David sostiene inoltre che il modello dell”Università imprenditrice”, lungi dall’incentivare la ricerca, finisce per introdurre nel mondo accademico una logica di perseguimento dell’utile economico del tutto estranea alla comunit scientifica. Così facendo si mette a rischio il vantaggio comparato delle istituzioni accademiche europee che risiede nel realizzare attività di ricerca fondamentale ed a carattere esplorativo. Ciò non vuol dire affatto rinunciare a innovare, ma non è utile, secondo David, che l’Università si specializzi nell’appropriazione di risultati economici della ricerca scientifica. Quel che sa fare assai meglio l’università Europea è di porre le basi per successivi fruttuosi investimenti nella ricerca e sviluppo di tipo applicativo. A riprova di ciò David nota che in molti Paesi Europei, nonostante siano pochi i brevetti di proprietà diretta delle istituzioni universitarie, sono assai numerosi i casi in cui l’inventore è un ricercatore universitario, mentre la titolarità del brevetto spetta a un’impresa o ad altra istituzione privata. Nel caso dell’Italia ad esempio fra la fine degli anni ‘70 e la fine degli anni ‘90 i brevetti di proprietà di istituzioni accademiche erano appena 40, mentre erano quasi 1500 i brevetti imputabili a ricercatori universitari italiani.

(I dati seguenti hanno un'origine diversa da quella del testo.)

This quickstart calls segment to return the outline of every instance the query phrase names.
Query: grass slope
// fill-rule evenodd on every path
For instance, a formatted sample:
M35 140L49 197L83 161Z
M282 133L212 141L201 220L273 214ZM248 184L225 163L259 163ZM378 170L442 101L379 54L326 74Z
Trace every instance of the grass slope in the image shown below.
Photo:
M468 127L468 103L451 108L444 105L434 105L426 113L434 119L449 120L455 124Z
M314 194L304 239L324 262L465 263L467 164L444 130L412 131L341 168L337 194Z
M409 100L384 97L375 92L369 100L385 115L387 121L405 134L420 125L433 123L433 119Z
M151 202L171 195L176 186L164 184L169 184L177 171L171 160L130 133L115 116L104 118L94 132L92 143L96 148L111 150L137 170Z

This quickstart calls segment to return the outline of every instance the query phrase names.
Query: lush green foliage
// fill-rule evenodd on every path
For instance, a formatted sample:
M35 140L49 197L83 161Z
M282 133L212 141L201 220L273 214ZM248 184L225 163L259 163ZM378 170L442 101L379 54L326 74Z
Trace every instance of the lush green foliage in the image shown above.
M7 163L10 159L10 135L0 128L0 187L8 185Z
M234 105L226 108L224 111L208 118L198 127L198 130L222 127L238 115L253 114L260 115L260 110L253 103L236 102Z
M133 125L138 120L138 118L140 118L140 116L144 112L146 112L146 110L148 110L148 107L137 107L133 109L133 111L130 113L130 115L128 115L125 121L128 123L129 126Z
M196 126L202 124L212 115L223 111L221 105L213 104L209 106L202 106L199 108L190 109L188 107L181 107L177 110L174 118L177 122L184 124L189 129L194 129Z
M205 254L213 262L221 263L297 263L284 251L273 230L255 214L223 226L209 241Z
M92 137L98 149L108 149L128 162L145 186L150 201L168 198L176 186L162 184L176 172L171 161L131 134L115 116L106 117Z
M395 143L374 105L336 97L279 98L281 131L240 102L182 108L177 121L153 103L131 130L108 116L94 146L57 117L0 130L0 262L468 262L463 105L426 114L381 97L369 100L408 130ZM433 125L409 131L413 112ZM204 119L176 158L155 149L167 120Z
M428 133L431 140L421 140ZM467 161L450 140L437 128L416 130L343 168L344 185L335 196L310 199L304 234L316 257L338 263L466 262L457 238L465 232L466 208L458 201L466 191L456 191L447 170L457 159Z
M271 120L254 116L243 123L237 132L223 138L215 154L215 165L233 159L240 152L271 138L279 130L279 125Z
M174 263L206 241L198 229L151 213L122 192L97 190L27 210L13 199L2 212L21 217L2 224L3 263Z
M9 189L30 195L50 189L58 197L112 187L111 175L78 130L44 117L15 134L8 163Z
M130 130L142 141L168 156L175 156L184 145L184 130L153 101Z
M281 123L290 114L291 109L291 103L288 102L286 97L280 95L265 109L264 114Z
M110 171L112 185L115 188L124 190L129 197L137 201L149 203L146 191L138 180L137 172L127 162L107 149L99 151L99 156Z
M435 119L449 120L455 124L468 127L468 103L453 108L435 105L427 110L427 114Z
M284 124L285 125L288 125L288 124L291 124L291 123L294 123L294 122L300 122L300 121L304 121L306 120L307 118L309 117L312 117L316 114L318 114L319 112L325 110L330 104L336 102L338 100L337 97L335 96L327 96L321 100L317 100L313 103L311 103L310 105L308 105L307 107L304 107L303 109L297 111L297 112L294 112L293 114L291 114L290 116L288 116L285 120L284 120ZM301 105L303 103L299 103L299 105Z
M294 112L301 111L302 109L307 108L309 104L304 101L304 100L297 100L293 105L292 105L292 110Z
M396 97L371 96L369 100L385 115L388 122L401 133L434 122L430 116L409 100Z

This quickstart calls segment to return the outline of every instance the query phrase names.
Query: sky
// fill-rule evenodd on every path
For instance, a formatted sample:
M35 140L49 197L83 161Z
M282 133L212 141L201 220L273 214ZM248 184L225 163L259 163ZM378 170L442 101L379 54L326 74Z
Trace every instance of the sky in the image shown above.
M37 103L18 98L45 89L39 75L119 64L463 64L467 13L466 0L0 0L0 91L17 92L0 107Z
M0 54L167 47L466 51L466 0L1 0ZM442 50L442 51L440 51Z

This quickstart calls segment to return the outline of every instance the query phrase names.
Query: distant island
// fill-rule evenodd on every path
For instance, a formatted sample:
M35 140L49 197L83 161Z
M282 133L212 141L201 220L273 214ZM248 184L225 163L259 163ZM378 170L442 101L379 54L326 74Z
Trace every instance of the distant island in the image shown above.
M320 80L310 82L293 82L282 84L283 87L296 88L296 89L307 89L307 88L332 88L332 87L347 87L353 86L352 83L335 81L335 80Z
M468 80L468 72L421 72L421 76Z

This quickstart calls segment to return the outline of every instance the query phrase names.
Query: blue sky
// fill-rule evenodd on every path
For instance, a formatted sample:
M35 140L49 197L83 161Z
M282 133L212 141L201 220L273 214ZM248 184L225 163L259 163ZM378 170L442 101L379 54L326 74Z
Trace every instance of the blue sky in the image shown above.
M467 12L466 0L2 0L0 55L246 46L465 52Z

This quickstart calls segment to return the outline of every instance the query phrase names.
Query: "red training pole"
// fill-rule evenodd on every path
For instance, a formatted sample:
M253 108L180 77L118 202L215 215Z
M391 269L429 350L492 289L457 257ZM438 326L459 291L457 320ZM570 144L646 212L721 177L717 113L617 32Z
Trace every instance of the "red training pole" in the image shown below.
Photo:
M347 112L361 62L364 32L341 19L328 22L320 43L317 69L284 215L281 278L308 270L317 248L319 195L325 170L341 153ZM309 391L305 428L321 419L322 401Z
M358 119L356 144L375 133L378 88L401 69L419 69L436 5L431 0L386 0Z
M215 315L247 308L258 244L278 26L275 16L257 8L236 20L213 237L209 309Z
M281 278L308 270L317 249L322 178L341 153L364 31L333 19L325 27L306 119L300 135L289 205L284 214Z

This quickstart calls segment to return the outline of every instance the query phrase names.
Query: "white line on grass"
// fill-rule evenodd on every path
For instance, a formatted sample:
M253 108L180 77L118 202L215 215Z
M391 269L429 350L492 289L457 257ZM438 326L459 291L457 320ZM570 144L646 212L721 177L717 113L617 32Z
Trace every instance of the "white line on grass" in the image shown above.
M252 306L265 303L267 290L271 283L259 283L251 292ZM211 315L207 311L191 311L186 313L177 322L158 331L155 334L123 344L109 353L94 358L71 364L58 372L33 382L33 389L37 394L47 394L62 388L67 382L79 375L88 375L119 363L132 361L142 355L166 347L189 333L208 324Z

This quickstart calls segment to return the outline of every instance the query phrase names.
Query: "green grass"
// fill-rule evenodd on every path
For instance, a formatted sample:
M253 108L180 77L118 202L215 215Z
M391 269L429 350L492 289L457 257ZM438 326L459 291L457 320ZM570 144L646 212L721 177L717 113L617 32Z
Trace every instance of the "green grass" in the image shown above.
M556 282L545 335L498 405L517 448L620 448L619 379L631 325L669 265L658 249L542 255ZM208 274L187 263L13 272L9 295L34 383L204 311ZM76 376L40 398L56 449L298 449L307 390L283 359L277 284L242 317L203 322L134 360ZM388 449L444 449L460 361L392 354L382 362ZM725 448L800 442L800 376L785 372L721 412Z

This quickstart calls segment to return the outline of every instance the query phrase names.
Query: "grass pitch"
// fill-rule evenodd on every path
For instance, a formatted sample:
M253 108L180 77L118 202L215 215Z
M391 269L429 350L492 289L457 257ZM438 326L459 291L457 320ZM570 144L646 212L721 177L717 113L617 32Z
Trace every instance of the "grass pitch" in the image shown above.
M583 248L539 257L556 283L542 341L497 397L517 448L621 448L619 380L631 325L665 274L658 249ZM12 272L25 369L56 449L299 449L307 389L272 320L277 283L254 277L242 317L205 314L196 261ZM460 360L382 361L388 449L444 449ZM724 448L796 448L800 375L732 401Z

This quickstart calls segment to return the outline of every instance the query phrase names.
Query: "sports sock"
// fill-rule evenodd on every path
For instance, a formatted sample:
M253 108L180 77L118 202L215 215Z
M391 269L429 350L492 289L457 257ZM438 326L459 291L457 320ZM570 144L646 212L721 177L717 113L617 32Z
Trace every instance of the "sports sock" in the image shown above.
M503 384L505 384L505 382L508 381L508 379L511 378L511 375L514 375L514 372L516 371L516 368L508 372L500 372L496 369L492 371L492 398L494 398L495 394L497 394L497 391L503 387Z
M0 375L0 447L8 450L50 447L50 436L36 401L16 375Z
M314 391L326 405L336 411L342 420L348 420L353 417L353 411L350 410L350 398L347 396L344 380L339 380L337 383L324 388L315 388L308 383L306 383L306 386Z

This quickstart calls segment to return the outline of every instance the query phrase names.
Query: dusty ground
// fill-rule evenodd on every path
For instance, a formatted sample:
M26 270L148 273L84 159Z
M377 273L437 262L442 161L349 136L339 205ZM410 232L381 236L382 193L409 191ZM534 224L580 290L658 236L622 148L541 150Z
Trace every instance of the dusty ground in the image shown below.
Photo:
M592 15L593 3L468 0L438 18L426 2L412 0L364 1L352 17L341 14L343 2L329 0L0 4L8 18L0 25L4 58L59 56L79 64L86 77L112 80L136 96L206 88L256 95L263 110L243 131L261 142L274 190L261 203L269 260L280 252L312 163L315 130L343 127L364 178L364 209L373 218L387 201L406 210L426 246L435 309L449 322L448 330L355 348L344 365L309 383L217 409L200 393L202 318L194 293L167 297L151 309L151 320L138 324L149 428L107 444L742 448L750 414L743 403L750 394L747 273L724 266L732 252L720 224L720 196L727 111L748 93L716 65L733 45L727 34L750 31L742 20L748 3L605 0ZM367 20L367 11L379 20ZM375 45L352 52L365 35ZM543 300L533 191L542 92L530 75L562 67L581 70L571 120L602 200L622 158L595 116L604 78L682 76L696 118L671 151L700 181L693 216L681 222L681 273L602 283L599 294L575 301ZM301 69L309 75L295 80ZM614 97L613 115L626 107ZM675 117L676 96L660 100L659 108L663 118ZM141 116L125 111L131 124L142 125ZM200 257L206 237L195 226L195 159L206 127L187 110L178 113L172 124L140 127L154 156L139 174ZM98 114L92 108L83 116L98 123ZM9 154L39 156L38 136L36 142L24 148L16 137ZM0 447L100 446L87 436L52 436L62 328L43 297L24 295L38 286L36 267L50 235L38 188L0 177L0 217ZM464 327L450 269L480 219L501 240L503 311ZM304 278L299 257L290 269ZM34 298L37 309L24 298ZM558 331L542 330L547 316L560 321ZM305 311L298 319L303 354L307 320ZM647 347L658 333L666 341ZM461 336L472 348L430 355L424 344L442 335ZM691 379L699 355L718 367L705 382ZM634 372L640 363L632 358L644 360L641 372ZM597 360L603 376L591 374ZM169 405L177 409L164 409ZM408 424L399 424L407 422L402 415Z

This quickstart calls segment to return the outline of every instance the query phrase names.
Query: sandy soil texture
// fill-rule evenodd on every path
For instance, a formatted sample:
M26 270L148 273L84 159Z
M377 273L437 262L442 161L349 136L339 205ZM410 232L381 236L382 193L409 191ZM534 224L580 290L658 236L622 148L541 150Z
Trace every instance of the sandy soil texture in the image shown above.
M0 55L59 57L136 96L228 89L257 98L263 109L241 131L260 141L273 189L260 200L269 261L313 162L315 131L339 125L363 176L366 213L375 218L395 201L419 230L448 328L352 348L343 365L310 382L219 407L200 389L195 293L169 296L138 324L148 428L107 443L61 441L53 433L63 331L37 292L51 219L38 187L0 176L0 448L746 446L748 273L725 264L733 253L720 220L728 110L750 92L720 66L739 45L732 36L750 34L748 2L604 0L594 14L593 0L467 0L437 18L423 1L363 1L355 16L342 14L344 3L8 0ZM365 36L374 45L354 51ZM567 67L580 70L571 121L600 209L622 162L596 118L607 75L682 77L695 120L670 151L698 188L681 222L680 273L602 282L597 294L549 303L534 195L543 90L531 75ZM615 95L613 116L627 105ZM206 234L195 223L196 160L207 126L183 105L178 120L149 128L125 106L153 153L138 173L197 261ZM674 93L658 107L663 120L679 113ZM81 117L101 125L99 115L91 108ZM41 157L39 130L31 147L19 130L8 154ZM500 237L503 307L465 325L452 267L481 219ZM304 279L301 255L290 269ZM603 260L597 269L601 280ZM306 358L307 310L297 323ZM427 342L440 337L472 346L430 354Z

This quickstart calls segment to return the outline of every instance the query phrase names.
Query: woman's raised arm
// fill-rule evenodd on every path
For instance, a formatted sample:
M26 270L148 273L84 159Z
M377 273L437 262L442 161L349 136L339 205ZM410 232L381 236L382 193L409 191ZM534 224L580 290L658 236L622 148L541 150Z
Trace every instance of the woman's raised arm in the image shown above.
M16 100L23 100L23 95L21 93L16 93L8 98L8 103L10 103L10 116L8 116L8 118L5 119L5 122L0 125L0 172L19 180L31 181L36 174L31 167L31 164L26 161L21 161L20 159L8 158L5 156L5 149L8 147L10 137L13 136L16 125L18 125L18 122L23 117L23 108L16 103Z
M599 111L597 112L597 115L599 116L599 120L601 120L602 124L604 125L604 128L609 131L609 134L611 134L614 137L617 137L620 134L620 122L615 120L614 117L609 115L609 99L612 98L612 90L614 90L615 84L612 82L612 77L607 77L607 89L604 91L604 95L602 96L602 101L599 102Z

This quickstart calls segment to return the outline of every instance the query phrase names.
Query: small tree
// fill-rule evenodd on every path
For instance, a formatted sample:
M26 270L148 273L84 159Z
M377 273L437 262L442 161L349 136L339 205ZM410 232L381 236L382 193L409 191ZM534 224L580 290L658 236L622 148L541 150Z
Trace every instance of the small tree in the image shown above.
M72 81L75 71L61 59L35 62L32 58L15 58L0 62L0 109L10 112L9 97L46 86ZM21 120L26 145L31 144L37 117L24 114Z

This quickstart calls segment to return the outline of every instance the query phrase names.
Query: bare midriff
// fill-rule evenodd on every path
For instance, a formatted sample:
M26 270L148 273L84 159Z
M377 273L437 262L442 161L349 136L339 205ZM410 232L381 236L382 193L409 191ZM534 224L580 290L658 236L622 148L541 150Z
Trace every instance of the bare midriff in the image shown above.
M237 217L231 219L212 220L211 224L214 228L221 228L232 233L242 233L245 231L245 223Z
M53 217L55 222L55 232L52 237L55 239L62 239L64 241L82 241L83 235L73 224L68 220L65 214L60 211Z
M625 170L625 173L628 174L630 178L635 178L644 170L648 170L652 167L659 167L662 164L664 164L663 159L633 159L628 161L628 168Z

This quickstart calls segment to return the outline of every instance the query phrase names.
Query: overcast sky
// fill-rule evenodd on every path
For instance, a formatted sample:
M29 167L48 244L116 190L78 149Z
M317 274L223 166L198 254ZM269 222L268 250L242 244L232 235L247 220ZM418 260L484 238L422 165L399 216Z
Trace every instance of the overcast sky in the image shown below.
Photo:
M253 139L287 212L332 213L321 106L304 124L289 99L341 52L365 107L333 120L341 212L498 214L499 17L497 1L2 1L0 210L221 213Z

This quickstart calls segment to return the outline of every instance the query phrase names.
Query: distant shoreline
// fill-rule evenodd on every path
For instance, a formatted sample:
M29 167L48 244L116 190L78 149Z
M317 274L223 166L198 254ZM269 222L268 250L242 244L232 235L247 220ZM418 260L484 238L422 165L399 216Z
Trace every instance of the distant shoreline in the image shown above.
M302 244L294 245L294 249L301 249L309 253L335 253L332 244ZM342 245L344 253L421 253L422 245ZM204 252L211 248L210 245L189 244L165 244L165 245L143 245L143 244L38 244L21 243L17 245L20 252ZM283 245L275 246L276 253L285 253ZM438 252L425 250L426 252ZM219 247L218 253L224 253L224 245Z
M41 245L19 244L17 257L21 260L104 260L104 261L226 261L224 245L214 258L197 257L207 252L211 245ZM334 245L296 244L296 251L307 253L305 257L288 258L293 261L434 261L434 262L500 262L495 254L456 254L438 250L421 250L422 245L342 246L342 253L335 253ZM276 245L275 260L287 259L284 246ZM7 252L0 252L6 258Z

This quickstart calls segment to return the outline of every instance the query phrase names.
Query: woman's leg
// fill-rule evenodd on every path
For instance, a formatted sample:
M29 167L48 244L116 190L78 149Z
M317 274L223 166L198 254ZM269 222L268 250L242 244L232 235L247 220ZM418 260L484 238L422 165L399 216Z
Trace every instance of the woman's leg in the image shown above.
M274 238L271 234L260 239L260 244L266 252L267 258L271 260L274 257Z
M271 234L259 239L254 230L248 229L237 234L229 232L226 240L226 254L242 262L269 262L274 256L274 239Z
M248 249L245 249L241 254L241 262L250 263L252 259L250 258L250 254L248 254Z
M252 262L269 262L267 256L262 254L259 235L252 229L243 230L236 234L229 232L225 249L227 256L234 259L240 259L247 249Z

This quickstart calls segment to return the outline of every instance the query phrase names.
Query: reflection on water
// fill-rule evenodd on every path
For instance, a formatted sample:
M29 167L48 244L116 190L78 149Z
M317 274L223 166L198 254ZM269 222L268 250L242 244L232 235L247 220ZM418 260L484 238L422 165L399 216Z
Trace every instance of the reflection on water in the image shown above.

Nella mattinata si sono avuti anche il saluto del Rettore Prof. Giovanni Bogliolo e un intervento del Preside della Facoltà Prof. Giancarlo Ferrero che illustra la posizione dell’Ateneo urbinate in Italia sul fronte della ricerca scientifica. L’intervento di Ferrero si è basato essenzialmente sui risultati del primo Rapporto prodotto il 26 gennaio del 2006 dal Comitato di Indirizzo per la Valutazione della Ricerca (CIVR) che ha esaminato oltre 17.000 fra pubblicazioni ed altri prodotti dell’attivit scientifica di 77 atenei e 25 altre strutture di ricerca in Italia. Da questo rapporto emerge che l’Università di Urbino presenta una quota media di prodotti della ricerca considerati eccellenti pari al 35%, contro il 30% della media nazionale. Il distacco è ancora maggiore nei confronti degli altri atenei marchigiani (il 18,2% per Ancona, il 24% per Camerino e 26% per Macerata). L’ateneo presenta inoltre punte di assoluta eccellenza nelle aree delle Scienze chimiche (Area 3), delle Scienze dell’antichità (Area 10), che figurano al primo posto nella classifica delle strutture di ricerca di medie dimensioni. Inoltre occupa posizioni primo piano in alcune altre aree fra cui spiccano le Scienze Economiche e Statistiche (Area 13). In quest’ultima area, considerando le prime10 strutture sia di grandi che di medie dimensioni che hanno ottenuto le valutazioni più elevate dal CIVR, l’ateneo Urbinate figura al terzo posto in Italia per impact factor medio delle pubblicazioni, subito dietro all’Università Bocconi di Milano.